This simple formula fits the observed trend remarkably well, providing pretty good evidence that simple genome-ANI-based read stealing is what is going on.

Note

In the above example, read stealing approaches 0 at around 98% ANI. Thus, when dereplicating your genome set (using dRep for example), using a threshold of 98% or lower is a good idea.

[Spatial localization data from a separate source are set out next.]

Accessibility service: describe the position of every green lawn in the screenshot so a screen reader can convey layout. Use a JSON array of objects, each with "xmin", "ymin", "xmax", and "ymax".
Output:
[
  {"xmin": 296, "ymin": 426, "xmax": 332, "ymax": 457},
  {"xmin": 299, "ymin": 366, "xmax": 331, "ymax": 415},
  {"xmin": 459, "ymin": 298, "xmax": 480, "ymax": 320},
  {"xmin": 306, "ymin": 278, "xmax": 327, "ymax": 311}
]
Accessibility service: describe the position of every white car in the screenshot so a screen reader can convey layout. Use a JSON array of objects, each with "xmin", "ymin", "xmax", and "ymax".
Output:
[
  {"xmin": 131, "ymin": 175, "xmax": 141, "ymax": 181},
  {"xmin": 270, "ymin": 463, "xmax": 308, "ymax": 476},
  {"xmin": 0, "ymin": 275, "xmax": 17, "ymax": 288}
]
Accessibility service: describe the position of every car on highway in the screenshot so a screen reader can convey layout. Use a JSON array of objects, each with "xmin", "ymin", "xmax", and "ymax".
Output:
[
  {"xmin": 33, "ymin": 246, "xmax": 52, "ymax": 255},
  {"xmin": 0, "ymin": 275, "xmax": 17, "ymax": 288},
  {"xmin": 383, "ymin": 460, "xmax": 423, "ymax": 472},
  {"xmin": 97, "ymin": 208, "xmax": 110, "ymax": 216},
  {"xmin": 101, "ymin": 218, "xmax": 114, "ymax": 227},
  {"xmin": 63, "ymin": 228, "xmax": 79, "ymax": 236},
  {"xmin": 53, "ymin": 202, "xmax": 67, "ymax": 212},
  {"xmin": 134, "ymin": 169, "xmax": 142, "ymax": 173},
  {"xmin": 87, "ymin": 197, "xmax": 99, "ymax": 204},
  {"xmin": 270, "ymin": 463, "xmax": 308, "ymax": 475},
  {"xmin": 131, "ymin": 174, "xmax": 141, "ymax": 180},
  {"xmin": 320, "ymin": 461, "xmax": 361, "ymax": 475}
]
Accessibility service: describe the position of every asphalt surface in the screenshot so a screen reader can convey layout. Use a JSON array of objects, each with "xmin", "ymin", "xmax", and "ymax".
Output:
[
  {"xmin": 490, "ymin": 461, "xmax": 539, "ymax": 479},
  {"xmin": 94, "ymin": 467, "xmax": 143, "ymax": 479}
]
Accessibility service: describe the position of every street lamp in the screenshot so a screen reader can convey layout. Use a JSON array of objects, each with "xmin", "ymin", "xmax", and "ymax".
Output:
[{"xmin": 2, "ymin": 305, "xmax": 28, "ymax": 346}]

As a final check, we can also filter reads by MapQ score. A MapQ is assigned to each read mapped by bowtie2, and is meant to signify how well the read mapped. MapQ scores are incredibly confusing (see the following link for more information), but MapQ scores of 0 and 1 have a special meaning. If a read maps equally well to multiple different locations on a .fasta file, it always gets a MapQ score of 0 or 1. Thus, by filtering out reads with MapQ scores < 2, we can see reads that map uniquely to one genome only.

Just as we suspected, read no longer map to these alternate genomes at all. This provides near conclusive evidence that the organisms with these genomes are not truly in the sample, but are merely stealing reads from the genome of the organisms that is there by having regions of identical DNA. For this reason it can be smart to set a minimum MapQ score of 2 to avoid mis-mapping, but at the same time, look at the difference in the number of reads mapping to the correct genome when the MapQ filter is used- 85% of the reads are filtered out. Using MapQ filters is a matter of debate depending on your specific use-case.

Other considerations¶

A final aspect to consider is de novo genome assembly. When multiple closely related genomes are present in a sample, the assembly algorithm can break and you can fail to recover genomes from either organism. A solution to this problem is to assemble and bin genomes from each metagenomic sample individually, and dereplicate the genome set at the end. For more information on this, see the publication “dRep: a tool for fast and accurate genomic comparisons that enables improved genome recovery from metagenomes through de-replication”

Assuming you de-replicate your genomes at 98% before mapping to run inStrain, another matter to consider is how you define detection of a genome in a sample. The following figure shows the expected genome overlap between genomes of various ANI values from different environments (adapted from “Consistent metagenome-derived metrics verify and define bacterial species boundaries”)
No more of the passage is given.